The problem is that here the Marvel behemoth feels like it’s busily dragging a few of its many feet forward as it lurches toward the Infinity Wars extravaganza where it plans to (and wants us to know it will) emit a thunderous bellow. And I find that exhausting. As I’ve said before, this massive studio-as-story-world is fascinating from a film history perspective and I’m curious about the technical aspects of project development and coordination, but the films themselves often feel like a burden, something to keep tabs on lest you miss a set-up or fail to grasp a winking reference to what’s come before, but mostly they come across as just fastidious and stale.
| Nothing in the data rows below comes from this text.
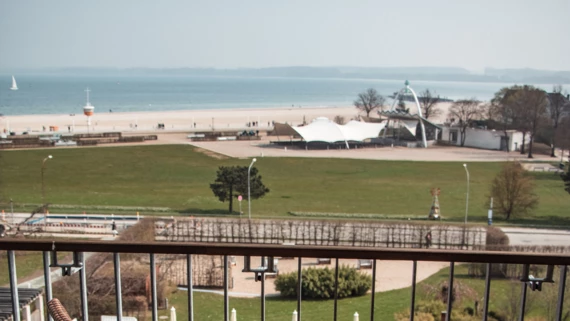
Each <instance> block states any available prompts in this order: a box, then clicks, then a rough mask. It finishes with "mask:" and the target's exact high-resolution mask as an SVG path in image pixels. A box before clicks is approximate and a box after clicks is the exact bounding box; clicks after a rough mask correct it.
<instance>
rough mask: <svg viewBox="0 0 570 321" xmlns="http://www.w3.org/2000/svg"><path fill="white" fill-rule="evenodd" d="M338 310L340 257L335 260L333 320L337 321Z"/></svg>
mask: <svg viewBox="0 0 570 321" xmlns="http://www.w3.org/2000/svg"><path fill="white" fill-rule="evenodd" d="M337 309H338V257H337V258H336V259H335V265H334V318H333V320H334V321H336V315H337Z"/></svg>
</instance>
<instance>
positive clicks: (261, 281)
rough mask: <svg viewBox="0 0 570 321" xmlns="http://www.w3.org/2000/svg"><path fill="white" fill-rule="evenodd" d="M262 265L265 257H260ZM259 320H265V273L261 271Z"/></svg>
mask: <svg viewBox="0 0 570 321" xmlns="http://www.w3.org/2000/svg"><path fill="white" fill-rule="evenodd" d="M261 260H262V263H261V265H262V266H263V265H264V264H263V263H264V260H265V258H264V257H263V256H262V257H261ZM261 321H265V273H261Z"/></svg>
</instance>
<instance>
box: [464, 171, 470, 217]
mask: <svg viewBox="0 0 570 321" xmlns="http://www.w3.org/2000/svg"><path fill="white" fill-rule="evenodd" d="M463 167H464V168H465V173H467V198H466V199H465V224H467V213H468V211H469V170H468V169H467V164H463Z"/></svg>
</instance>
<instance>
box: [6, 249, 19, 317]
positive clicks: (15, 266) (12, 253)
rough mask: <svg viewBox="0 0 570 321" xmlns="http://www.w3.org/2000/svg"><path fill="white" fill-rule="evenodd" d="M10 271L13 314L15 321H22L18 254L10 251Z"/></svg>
mask: <svg viewBox="0 0 570 321" xmlns="http://www.w3.org/2000/svg"><path fill="white" fill-rule="evenodd" d="M8 271H9V273H10V294H11V297H12V315H13V316H14V318H13V320H14V321H21V320H22V319H21V318H20V298H19V297H18V278H17V276H16V255H15V253H14V251H8Z"/></svg>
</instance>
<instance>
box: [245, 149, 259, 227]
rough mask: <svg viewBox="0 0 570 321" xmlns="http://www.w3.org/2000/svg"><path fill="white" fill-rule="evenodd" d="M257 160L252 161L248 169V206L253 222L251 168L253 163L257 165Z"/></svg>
mask: <svg viewBox="0 0 570 321" xmlns="http://www.w3.org/2000/svg"><path fill="white" fill-rule="evenodd" d="M256 160H257V159H255V158H254V159H253V160H252V161H251V164H249V168H248V169H247V206H248V216H249V219H250V220H251V187H250V185H251V178H250V172H251V167H252V166H253V163H255V161H256Z"/></svg>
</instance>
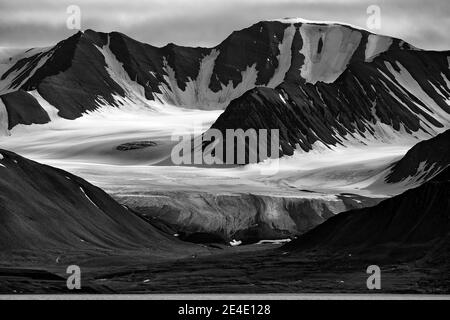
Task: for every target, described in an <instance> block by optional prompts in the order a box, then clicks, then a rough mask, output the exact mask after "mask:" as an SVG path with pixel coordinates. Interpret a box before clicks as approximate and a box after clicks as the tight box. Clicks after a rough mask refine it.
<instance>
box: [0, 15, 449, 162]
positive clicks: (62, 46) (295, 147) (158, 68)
mask: <svg viewBox="0 0 450 320" xmlns="http://www.w3.org/2000/svg"><path fill="white" fill-rule="evenodd" d="M449 56H450V53H449V52H432V51H423V50H419V49H417V48H414V47H413V46H411V45H409V44H408V43H406V42H404V41H402V40H400V39H395V38H392V37H387V36H381V35H376V34H372V33H370V32H368V31H366V30H362V29H359V28H356V27H353V26H348V25H343V24H337V23H318V22H308V21H303V20H301V19H283V20H274V21H262V22H259V23H257V24H255V25H253V26H251V27H249V28H246V29H243V30H240V31H236V32H233V33H232V34H231V35H230V36H229V37H228V38H226V39H225V40H224V41H223V42H222V43H220V44H219V45H217V46H216V47H214V48H189V47H181V46H177V45H174V44H169V45H167V46H165V47H161V48H158V47H154V46H151V45H148V44H144V43H141V42H138V41H135V40H133V39H131V38H129V37H127V36H126V35H123V34H121V33H117V32H112V33H109V34H107V33H99V32H95V31H92V30H87V31H85V32H78V33H77V34H75V35H73V36H72V37H70V38H68V39H66V40H63V41H61V42H60V43H58V44H57V45H56V46H54V47H49V48H43V49H31V50H28V51H25V52H19V53H17V52H15V53H14V54H12V53H10V52H9V53H8V52H4V53H2V54H1V56H0V59H1V64H0V66H1V67H0V71H1V72H2V75H1V76H0V78H1V80H0V94H2V95H1V102H0V133H3V134H5V133H7V131H8V130H9V129H11V128H12V127H14V126H15V125H17V124H30V123H46V122H48V121H51V119H53V118H54V117H57V116H58V117H62V118H67V119H74V118H77V117H80V116H81V115H82V114H83V113H84V112H86V111H90V110H95V109H97V108H100V107H102V106H105V105H111V106H115V107H119V108H120V107H121V106H123V105H129V104H134V105H139V106H141V107H145V108H148V109H149V110H157V111H158V110H164V109H165V108H168V107H169V106H180V107H184V108H202V109H221V108H225V107H227V106H228V105H229V106H228V107H227V108H226V111H225V112H224V113H223V114H222V116H221V117H220V118H219V119H218V120H217V122H216V123H215V124H214V126H213V127H215V128H219V129H225V128H229V129H233V128H244V129H246V128H256V129H258V128H271V129H280V132H281V137H280V139H281V141H280V146H281V151H282V152H281V154H282V155H283V154H292V152H293V150H294V149H295V148H297V147H300V148H301V149H303V150H305V151H308V150H311V149H312V148H313V147H314V145H315V144H317V143H319V144H324V145H335V144H346V143H347V141H348V140H356V141H358V142H364V143H365V142H367V140H371V139H377V140H392V139H396V138H398V137H401V138H405V137H407V138H410V137H411V138H414V137H420V138H422V137H429V136H434V135H436V134H437V133H439V132H441V131H443V130H444V129H445V128H446V127H448V125H449V121H450V106H449V100H450V89H449V87H450V82H449V80H448V79H450V70H449V59H450V58H449ZM263 87H265V88H263Z"/></svg>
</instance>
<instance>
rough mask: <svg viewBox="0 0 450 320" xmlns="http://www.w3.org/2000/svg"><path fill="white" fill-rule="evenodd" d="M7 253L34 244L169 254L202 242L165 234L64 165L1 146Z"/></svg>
mask: <svg viewBox="0 0 450 320" xmlns="http://www.w3.org/2000/svg"><path fill="white" fill-rule="evenodd" d="M0 222H1V223H0V248H1V251H2V254H6V253H8V252H17V251H23V250H34V252H35V254H36V255H39V254H40V253H41V252H43V251H45V250H54V251H59V252H61V253H63V254H64V253H69V252H73V251H95V252H97V254H101V253H102V252H116V253H117V252H120V251H132V250H143V251H145V252H147V254H149V255H152V254H153V255H155V256H157V255H161V256H168V257H170V256H171V255H175V254H176V252H178V253H180V252H182V251H186V252H187V251H189V250H193V251H196V250H198V248H195V247H191V246H189V245H188V244H183V243H182V242H180V241H178V240H177V239H176V238H174V237H172V236H169V235H166V234H163V233H161V232H160V231H158V230H157V229H156V228H154V227H153V226H152V225H151V224H149V223H148V222H145V221H144V220H142V219H141V218H139V217H138V216H136V215H135V214H134V213H132V212H131V211H129V210H127V209H126V208H124V207H123V206H122V205H120V204H119V203H117V202H116V201H114V200H113V199H112V198H111V197H110V196H109V195H107V194H106V193H105V192H103V191H102V190H101V189H99V188H97V187H95V186H93V185H91V184H90V183H88V182H86V181H85V180H83V179H81V178H78V177H76V176H74V175H72V174H70V173H68V172H65V171H63V170H60V169H56V168H52V167H49V166H46V165H41V164H39V163H36V162H34V161H31V160H27V159H25V158H23V157H20V156H18V155H17V154H14V153H12V152H9V151H5V150H0Z"/></svg>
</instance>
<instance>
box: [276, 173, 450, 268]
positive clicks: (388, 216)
mask: <svg viewBox="0 0 450 320" xmlns="http://www.w3.org/2000/svg"><path fill="white" fill-rule="evenodd" d="M449 217H450V168H447V169H446V170H444V171H443V172H441V173H439V174H438V175H437V176H436V177H434V178H433V179H431V180H430V181H428V182H426V183H425V184H423V185H421V186H420V187H417V188H415V189H410V190H408V191H406V192H404V193H403V194H401V195H398V196H395V197H393V198H390V199H387V200H384V201H382V202H381V203H380V204H378V205H376V206H374V207H370V208H364V209H359V210H352V211H349V212H345V213H341V214H339V215H337V216H336V217H333V218H330V219H329V220H327V221H326V222H324V223H323V224H322V225H320V226H318V227H317V228H315V229H314V230H312V231H310V232H308V233H306V234H305V235H303V236H301V237H299V239H297V240H295V241H292V242H291V243H290V244H288V245H286V246H285V247H284V249H285V250H289V251H293V252H299V253H300V252H305V251H311V250H315V251H324V252H333V253H342V254H349V253H351V254H356V255H358V256H372V257H374V256H379V257H380V258H381V257H383V258H387V257H388V258H390V259H391V260H392V259H399V260H406V259H410V260H412V259H419V258H423V257H425V259H427V260H431V261H434V262H436V263H442V264H446V265H447V266H448V265H449V252H450V251H449V248H450V242H449V240H450V237H449V235H450V218H449Z"/></svg>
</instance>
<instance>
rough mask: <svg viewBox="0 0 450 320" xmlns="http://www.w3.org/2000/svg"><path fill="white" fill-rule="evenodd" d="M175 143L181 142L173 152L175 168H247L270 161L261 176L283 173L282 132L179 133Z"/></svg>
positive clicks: (228, 130)
mask: <svg viewBox="0 0 450 320" xmlns="http://www.w3.org/2000/svg"><path fill="white" fill-rule="evenodd" d="M197 128H198V127H197ZM171 139H172V141H177V144H176V145H175V146H174V147H173V148H172V152H171V160H172V164H174V165H210V166H211V165H244V164H254V163H258V162H263V161H265V160H269V163H268V165H261V166H260V168H259V169H260V172H261V174H264V175H270V174H275V173H276V172H278V169H279V166H278V161H279V157H280V133H279V129H270V130H268V129H259V130H256V129H247V130H243V129H225V130H219V129H215V128H211V129H209V130H207V131H205V132H204V133H201V132H199V131H197V132H194V133H192V134H179V133H176V132H175V133H174V134H172V137H171Z"/></svg>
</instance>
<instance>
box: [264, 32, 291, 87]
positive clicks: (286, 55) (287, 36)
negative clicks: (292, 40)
mask: <svg viewBox="0 0 450 320" xmlns="http://www.w3.org/2000/svg"><path fill="white" fill-rule="evenodd" d="M295 31H296V28H295V26H294V25H291V26H289V27H287V28H286V29H285V30H284V36H283V41H282V42H281V43H280V44H279V46H278V49H279V50H280V54H279V55H278V57H277V59H278V67H277V68H276V70H275V72H274V75H273V77H272V79H270V81H269V83H268V84H267V86H268V87H269V88H275V87H276V86H278V85H279V84H281V83H282V82H283V81H284V77H285V76H286V72H288V70H289V68H290V67H291V60H292V54H291V51H292V48H291V47H292V40H293V39H294V35H295Z"/></svg>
Without being anti-genre, anti-superhero, anti-sci-fi or -fantasy, I’m tired of them and wish they’d stop tying up talent that I’d rather see doing other work.
(Or maybe this is a better way of thinking about it: in this film, we watch Thor’s iconic hammer be destroyed, watch Odin die and Thor become King of Asgard in his place (after killing Death herself), watch the complete destruction of Asgard and the migration of its survivor’s to Earth. We also bask in the happy-making fanboy scenes of Thor and Hulk engaged in a battle royale and of Jeff Goldblum in high form. And yet, all of this—every last bit of it—is really just set-up for the only 30 seconds of the film that matter: the post-credit encounter with the purple guy’s space ship as it heads to Earth. When your entire film experience is demoted to a footnote by an ad in the final moments of the film, you’ve wasted your time watching.)